La position de la confédération germanique au centre du continent, avec une population compacte de soixante-dix millions d’âmes, ne lui permet point de rester en dehors des grandes questions européennes; mais la nature de sa constitution organique donne à son intervention des influences et des caractères bien différens, suivant qu’elle est unie ou divisée dans son propre sein. Formée d’une ligue d’états qui conservent, à travers un léger lien fédéral, la diversité de leurs intérêts et l’indépendance de leurs vues, l’Allemagne est une combinaison politique lente à mouvoir, difficile à réunir dans une même pensée, plus difficile encore à enflammer d’une même passion.
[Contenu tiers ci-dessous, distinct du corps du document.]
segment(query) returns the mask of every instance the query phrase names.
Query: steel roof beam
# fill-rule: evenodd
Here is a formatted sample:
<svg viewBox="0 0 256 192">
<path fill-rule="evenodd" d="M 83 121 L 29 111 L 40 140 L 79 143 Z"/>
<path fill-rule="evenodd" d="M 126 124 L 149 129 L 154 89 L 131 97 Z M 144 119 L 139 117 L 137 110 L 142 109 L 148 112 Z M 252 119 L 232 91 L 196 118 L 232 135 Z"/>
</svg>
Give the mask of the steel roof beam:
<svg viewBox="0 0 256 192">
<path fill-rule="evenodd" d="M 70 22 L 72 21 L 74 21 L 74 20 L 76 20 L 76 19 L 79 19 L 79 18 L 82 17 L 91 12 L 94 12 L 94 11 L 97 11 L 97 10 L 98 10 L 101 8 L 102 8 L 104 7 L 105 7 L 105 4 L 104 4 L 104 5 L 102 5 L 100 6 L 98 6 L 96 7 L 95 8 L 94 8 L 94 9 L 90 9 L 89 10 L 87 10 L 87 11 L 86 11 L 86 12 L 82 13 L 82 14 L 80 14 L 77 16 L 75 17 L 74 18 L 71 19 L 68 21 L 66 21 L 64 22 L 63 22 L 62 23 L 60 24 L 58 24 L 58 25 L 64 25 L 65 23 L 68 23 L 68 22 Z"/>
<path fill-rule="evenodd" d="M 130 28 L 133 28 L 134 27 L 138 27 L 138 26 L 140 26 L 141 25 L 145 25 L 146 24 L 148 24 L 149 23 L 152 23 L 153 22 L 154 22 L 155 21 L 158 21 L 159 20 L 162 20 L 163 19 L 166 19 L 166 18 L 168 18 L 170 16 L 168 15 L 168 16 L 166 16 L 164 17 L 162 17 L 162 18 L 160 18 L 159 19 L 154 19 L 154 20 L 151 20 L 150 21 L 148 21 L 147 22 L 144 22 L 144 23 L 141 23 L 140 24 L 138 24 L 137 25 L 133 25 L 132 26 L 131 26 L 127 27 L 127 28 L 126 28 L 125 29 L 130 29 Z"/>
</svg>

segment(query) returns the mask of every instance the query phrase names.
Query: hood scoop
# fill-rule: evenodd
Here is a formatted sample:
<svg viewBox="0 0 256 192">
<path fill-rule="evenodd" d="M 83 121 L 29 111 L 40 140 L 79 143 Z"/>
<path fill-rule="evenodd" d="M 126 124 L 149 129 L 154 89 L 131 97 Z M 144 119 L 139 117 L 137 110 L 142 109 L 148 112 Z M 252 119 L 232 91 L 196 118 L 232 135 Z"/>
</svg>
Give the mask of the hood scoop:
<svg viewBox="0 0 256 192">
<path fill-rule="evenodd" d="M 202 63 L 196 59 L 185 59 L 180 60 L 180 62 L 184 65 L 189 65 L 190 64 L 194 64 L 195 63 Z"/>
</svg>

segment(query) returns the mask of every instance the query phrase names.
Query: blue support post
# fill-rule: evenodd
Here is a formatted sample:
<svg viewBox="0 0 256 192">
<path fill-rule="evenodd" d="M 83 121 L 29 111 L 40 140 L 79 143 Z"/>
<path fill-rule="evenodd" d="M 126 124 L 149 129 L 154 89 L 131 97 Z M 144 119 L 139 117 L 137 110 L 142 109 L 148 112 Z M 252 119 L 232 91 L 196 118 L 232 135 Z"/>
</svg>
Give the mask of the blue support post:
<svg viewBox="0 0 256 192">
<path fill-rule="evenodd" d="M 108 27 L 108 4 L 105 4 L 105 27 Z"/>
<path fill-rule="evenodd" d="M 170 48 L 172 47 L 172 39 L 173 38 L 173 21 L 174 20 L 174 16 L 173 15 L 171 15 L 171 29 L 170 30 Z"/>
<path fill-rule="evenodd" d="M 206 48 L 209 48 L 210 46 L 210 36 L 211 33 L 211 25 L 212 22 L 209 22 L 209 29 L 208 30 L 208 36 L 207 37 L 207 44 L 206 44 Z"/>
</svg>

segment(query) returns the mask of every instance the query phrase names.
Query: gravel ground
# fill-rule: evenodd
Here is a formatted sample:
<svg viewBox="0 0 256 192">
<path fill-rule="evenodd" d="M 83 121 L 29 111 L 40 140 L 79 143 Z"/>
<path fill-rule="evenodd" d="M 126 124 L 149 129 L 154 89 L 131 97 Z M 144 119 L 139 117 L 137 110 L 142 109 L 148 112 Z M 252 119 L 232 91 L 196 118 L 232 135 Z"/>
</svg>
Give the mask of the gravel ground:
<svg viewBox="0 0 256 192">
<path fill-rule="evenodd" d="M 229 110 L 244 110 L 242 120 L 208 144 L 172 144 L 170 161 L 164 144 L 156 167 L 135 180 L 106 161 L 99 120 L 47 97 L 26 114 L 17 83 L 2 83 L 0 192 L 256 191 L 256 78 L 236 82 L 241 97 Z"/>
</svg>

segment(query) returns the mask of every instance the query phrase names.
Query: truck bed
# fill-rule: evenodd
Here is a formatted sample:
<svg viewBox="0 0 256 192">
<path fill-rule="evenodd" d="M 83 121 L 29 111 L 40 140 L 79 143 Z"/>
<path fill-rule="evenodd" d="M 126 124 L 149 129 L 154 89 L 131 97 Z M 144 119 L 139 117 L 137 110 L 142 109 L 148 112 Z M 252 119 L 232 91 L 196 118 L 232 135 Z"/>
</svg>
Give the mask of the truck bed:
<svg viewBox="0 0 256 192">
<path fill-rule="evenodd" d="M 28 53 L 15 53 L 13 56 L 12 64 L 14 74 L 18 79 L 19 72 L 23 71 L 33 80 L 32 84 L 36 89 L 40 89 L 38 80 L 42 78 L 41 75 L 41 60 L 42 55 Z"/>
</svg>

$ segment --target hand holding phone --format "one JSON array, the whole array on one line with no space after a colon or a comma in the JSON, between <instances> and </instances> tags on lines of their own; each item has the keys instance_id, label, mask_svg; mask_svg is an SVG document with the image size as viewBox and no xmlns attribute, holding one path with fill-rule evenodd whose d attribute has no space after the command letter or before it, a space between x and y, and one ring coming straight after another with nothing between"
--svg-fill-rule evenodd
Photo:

Quand les membres de ce grand corps sont unis, il est incontestable que l’Allemagne apporte dans les affaires de l’Europe non-seulement une force décisive, mais une grande force modératrice. La complication des rouages et la multiplicité des frottemens font de cette machine un frein à toute politique impétueuse et téméraire. Quand au contraire l’Allemagne se divise, elle ajoute à la perturbation générale le chaos de son anarchie intérieure. Si l’Allemagne unie peut tout régulariser, l’Allemagne divisée embrouille tout. Si l’Allemagne unie peut conjurer toutes les crises, l’Allemagne divisée les envenime, les enchevêtre et les éternise. C’est alors qu’elle devient le foyer de ces vastes guerres qui embrasent l’Europe entière, et que pendant sept ans, dix ans, trente ans, elle leur livre son territoire pour champ de bataille.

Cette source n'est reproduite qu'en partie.